Everything you need to know about buying a propertySince the recession, the housing market has experienced many ups and downs. From the introduction of the Help to Buy scheme to the reform of the stamp duty system, there has been numerous changes made in recent years. For 2015, experts have predicted that further growth and improvement is expected. If you are buying a house this year, there are many factors you need to consider during the process including what fees and costs are involved, what types of finance are available and what legal guidance is required. It is also crucial that you take the time to think about and plan for potential pitfalls, so the process can run as smoothly as possible where any issues are taken care of early on. Read our guide to understand all the different steps involved so that you can successfully survive the house buying process.
Fixed Rate Mortgage
A Fixed Rate Mortgage has the same interest rate over a set number of years.
An Offset Mortgage enables you to reduce the amount of interest you pay on a monthly basis, as you will only be required to pay interest on the difference between the balance of your mortgage and your current or savings account. However, this will mean that you will lose out on any potential interest you might have earned on your savings account.

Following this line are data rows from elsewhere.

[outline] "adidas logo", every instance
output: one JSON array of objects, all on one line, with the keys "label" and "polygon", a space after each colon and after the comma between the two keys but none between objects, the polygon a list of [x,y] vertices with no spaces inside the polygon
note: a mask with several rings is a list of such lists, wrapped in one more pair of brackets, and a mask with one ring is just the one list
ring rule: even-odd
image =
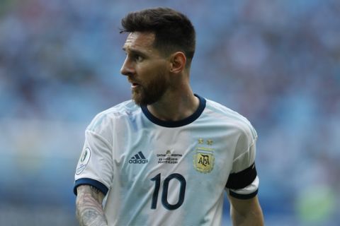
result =
[{"label": "adidas logo", "polygon": [[145,164],[147,162],[149,162],[149,160],[147,160],[141,151],[138,152],[135,156],[132,156],[129,160],[129,163],[130,164]]}]

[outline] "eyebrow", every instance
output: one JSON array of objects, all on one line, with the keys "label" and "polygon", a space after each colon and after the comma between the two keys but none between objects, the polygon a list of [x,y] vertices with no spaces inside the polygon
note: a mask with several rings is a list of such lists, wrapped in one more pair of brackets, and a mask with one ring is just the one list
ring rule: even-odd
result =
[{"label": "eyebrow", "polygon": [[[122,49],[124,50],[125,52],[127,52],[127,49],[125,47],[123,47]],[[139,54],[142,56],[146,56],[145,53],[137,49],[129,49],[129,52],[132,54]]]}]

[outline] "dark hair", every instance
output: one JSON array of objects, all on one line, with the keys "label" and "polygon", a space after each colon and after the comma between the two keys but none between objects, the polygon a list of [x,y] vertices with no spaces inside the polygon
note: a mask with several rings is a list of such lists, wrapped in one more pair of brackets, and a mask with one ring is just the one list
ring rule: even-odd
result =
[{"label": "dark hair", "polygon": [[195,53],[196,32],[191,22],[183,13],[169,8],[147,8],[128,13],[121,23],[120,32],[154,33],[156,49],[166,55],[181,51],[190,65]]}]

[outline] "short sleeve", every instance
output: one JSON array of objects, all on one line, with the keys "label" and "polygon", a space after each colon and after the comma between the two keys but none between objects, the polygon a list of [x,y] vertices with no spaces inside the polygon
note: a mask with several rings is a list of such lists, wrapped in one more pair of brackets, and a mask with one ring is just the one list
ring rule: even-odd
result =
[{"label": "short sleeve", "polygon": [[112,179],[112,145],[103,136],[86,130],[74,176],[74,193],[76,195],[79,185],[89,184],[106,194]]},{"label": "short sleeve", "polygon": [[257,194],[259,177],[255,166],[257,133],[250,125],[241,133],[226,188],[232,196],[250,198]]}]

An Interest-Only Mortgage gives you cheaper monthly payments as you are only obligated to repay the interest. You only repay the capital that you borrowed at the end of the term of the loan.
A Buy-To-Let Mortgage is a mortgage designed specifically for people that are planning to buy a property with the view to renting it out.
Bridging Loans Poor timing can often cause issues when buying a new house, particularly if you have fallen in love with a house before you have sold your current house. In this instance, a bridging loan can provide the perfect solution. A bridging loan is a short term loan which is generally used to bridge a financial gap – whether that be when purchasing a new house, working on a self build project or for property development. Bridging loans can also be used where the property being purchased is unmortgageable. For example the property needs work carrying out to it before a high street lender is prepared to advance funds. Bridging loans generally have an interest rate higher than a normal high street loan and should only be considered as a short term solution. Most bridging loans have terms up to 12-months.